サングラスが少しズレて、充血した目が見える。
泣いてる?
そんなに喉乾いてたのか。
「あ、ありがとうございます……! この御恩は……!」
「いやいや、ただのお茶なんで。じゃ、気をつけて」
俺は笑顔で手を振り、ドアを閉めた。
バタン。
ガチャン、ガチャン。
「ふぅ。

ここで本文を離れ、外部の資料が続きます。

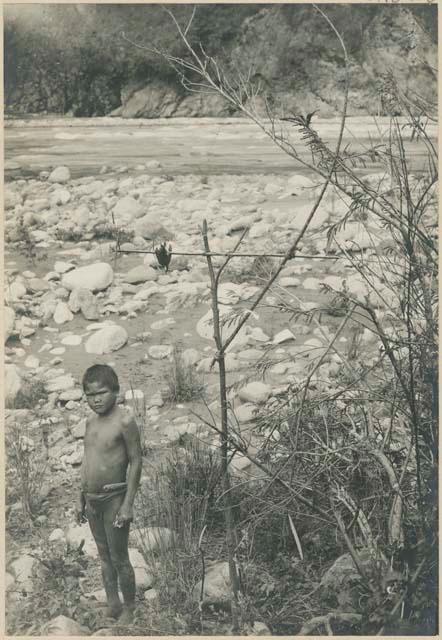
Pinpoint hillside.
[4,4,437,118]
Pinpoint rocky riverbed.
[5,117,438,634]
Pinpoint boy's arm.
[75,489,86,524]
[118,416,142,525]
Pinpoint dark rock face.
[5,5,437,118]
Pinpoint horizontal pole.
[113,249,341,260]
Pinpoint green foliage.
[5,422,49,526]
[7,544,95,635]
[136,439,222,634]
[163,345,204,402]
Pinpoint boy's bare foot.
[118,607,134,626]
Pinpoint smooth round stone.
[61,335,82,347]
[148,344,172,360]
[24,356,40,369]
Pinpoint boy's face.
[84,382,118,416]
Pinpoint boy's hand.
[75,495,86,524]
[75,504,86,524]
[114,505,134,529]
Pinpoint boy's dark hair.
[83,364,120,393]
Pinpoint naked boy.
[77,365,142,624]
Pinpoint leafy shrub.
[164,345,204,402]
[5,423,48,523]
[6,544,95,635]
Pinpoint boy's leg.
[103,495,136,623]
[86,501,122,618]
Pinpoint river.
[4,117,437,179]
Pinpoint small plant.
[164,345,204,402]
[14,379,48,409]
[129,382,147,454]
[7,543,96,635]
[5,423,48,524]
[93,222,135,245]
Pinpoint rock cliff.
[5,4,437,118]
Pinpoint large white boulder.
[65,523,98,558]
[42,616,91,636]
[68,289,100,320]
[3,307,15,342]
[85,324,129,355]
[113,196,144,226]
[54,302,74,324]
[134,214,173,240]
[48,167,71,184]
[3,187,22,210]
[61,262,114,291]
[5,364,21,407]
[196,306,244,340]
[238,380,272,404]
[46,373,75,393]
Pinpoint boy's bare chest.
[84,422,124,454]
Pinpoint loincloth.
[84,482,127,504]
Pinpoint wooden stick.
[113,249,341,260]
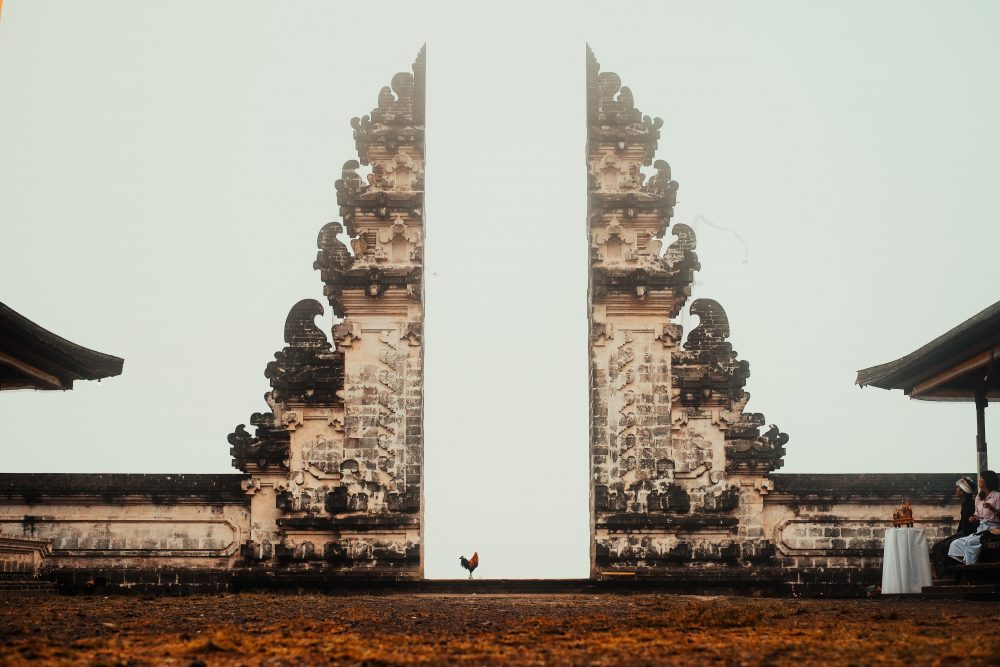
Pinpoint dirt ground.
[0,594,1000,666]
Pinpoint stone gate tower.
[587,48,787,579]
[229,49,426,579]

いいことした後のフィギュア開封は格別だぞ」
俺は鼻歌交じりに、カッターナイフを取りに行った。
ドアの向こうで、男が腰を抜かしていることなど知る由もなく。
◇ ◇ ◇
——ドアの外。
剛田猛は、膝から崩れ落ちていた。
右手には、国家予算級の魔石。
左手には、ラベルのないペットボトル。
だが、剛田の視線はペットボトルに釘付けだった。
中に入っている黄金色の液体。
蓋を開けていないのに、そこから漏れ出る香りが、剛田の鼻腔をくすぐる。
(……なんだ、これは……)
ただの匂いではない。
嗅いだだけで、全身の疲労が霧散し、先ほどワイバーンとの戦闘で負った傷がみるみる塞がっていく。
剛田は、震える手で蓋を開けた。
プシュッ。
炭酸の音と共に、金色の粒子が舞い上がる。
一口、飲んでみる。
ドクンッ!!
心臓が早鐘を打った。
いや、全身の細胞が歓喜の歌を歌い出したのだ。
美味い。
美味すぎる。
そして、力が——無限の活力が湧いてくる!
【システムログ:『神々の蜜酒』を摂取しました】
【全ステータスが上昇しました】
【スキル『剛力』が『金剛力』に進化しました】
【寿命が50年延びました】
「…………」
剛田は、空になったペットボトルを見つめ、天を仰いだ。
お茶?
これが?
これは、神話に出てくる不老不死の霊薬そのものではないか。
「あの方は……俺のような汚れ仕事の人間に、これほどの秘薬を……」
剛田の目から、大粒の涙が溢れ出した。
チップ代わりと言った。
その気軽さが、逆に恐ろしい。
あの方にとって、この奇跡の霊薬は「ただのお茶」に過ぎないのだ。
「うおおおおおおッ!!」
剛田は吼えた。
力がみなぎる。
今の俺なら、ドラゴンだろうが素手で引き裂ける気がする!
「誓うぞ……! 俺は一生、あの方専属の運び屋になる!」
「ヤマゾンの社訓にかけて、卵一つ割らずに届けてみせるッ!!」
剛田はトラックに飛び乗った。
エンジン音が、先ほどよりも力強く響く。
帰り道。
行きにあれほど苦戦したS区の魔物たちは、覚醒した剛田のトラック(と、彼から溢れ出る神の加護)に恐れをなし、蜘蛛の子を散らすように逃げていったという。
こうして、最強の引きこもりの元に、最強の物流ラインが開通した。
——だが、湊の受難は終わらない。
届いたフィギュアを開封した瞬間、またしても「規格外」の現象が起きようとしていた。